Thursday, September 15, 2005

Close to Nowhere
By Linda Jones

Music man...

We got quite a few emails last week asking why we didn’t have anything on R.L. Burnside’s death in the South Reporter.

The newspaper is printed around 5 a.m. on Wednesday mornings, so by mid-afternoon on Tuesdays, we’re hopefully finishing up everything and saving pages.

I didn’t hear about Burnside’s death until late Tuesday afternoon; so the world-renowned bluesman’s passing went unmentioned — but not unnoticed.

I never met R.L., but have enjoyed his music for many years — in fact, since I’d met another “old” blues musician Junior Kimbrough.

I’d never been a huge blues fan until I went to Kimbrough’s “juke joint” to do a story on him. The man himself was impressive. His music though...it went to your bones.

Burnside came to fame in 1991 when journalist Robert Palmer did a documentary and soundtrack called “Deep Blues” on the music of the Delta.

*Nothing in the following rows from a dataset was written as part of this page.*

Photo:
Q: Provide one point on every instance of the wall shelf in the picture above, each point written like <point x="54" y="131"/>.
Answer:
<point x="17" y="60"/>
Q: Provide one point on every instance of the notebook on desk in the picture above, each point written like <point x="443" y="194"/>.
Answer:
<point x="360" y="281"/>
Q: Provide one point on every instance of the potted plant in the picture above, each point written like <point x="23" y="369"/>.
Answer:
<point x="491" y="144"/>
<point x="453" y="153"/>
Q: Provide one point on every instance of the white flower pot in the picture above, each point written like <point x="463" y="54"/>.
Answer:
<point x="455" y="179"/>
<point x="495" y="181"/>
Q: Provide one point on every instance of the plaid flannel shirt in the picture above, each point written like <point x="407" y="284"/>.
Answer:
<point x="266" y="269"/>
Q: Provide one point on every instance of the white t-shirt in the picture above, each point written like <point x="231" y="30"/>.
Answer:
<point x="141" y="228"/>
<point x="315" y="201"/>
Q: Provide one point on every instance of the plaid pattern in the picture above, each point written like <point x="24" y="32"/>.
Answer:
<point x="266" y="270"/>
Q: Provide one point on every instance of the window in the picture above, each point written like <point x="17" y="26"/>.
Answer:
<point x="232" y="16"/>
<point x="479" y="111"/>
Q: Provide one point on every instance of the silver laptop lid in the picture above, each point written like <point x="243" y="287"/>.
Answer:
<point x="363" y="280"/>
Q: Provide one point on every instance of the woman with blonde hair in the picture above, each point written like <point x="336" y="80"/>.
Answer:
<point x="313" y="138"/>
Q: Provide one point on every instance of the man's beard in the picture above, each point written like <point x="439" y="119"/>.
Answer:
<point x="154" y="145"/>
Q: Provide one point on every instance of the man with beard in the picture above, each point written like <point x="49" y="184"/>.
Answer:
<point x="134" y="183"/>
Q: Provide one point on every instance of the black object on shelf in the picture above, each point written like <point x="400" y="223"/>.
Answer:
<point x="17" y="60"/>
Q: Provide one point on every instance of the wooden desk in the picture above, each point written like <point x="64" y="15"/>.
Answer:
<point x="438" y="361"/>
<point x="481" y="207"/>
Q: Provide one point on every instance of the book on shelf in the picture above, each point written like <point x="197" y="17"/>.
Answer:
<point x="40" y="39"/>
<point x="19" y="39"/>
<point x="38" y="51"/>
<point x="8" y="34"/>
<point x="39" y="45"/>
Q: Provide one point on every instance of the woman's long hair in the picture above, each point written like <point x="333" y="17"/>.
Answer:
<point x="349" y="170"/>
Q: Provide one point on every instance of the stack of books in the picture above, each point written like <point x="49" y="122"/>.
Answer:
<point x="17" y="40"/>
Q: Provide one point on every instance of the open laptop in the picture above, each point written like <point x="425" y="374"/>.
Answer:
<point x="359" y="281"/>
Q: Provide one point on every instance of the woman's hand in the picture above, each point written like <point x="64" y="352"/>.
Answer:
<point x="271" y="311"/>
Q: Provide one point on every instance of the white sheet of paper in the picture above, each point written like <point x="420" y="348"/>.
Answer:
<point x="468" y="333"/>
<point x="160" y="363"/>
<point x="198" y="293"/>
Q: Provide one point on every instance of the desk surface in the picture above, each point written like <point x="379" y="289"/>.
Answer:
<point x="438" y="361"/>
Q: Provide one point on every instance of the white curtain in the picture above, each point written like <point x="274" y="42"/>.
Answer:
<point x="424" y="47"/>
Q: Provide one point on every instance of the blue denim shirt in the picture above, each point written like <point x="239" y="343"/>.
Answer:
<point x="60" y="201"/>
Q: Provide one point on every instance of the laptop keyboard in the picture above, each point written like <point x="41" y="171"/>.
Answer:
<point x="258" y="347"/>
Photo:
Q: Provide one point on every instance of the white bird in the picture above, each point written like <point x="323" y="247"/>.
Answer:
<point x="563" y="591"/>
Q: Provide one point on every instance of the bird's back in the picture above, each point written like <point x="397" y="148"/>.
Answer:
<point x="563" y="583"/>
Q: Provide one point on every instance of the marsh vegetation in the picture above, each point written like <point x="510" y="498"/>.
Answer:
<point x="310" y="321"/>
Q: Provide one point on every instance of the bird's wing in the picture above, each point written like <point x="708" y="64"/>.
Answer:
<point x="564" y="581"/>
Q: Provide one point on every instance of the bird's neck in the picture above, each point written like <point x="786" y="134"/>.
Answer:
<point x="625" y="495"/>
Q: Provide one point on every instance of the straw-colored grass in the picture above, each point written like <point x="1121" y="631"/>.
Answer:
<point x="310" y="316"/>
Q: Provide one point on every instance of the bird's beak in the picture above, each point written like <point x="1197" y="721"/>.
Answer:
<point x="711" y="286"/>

Fat Possum Records in Oxford was still a newish record company and at Palmer’s request, they signed R.L. Burnside. Palmer produced Burnside’s first album “Too Bad Jim” which went on to become one of the most respected blues albums of the ’90s. Palmer also produced Junior Kimbrough’s “All Night Long.”

I was amazed while reading all the homage paid to Burnside to realize that he was from my part of the world. He grew up in Harmontown and spent much of his life there. He tried playing the harmonica as a young man, but couldn’t master it, so he picked up a guitar at age 16 and, as they say, “the rest is history.” He was quoted as saying his biggest influence was blues legend Mississippi Fred McDowell, who lived nearby.

Burnside moved away for a while, mingling with the likes of Muddy Waters and Chuck Berry. After family tragedies and a stint in prison, Burnside moved back to Mississippi and worked as a farm hand while performing at house parties and juke joints.

In 2000, Burnside won the Handy Award for male traditional blues artist. He appeared in several films, including “Big Bad Love.” His music is also on the soundtrack of the HBO series, “The Sopranos.”

Burnside married Alice Mae Taylor Burnside in 1950. They had 12 children, 35 grandchildren and 32 great-grandchildren.

Burnside was buried Saturday afternoon at Free Springs CME Church Cemetery — which is about a half mile down the road from my church, Free Springs United Methodist Church.

Over 300 mourners were at Rust College for his funeral. I couldn’t go, but I’m betting there was some good blues music in the Doxey Auditorium that day — celebrating the life of a man who had become a blues legend — and he will not be forgotten.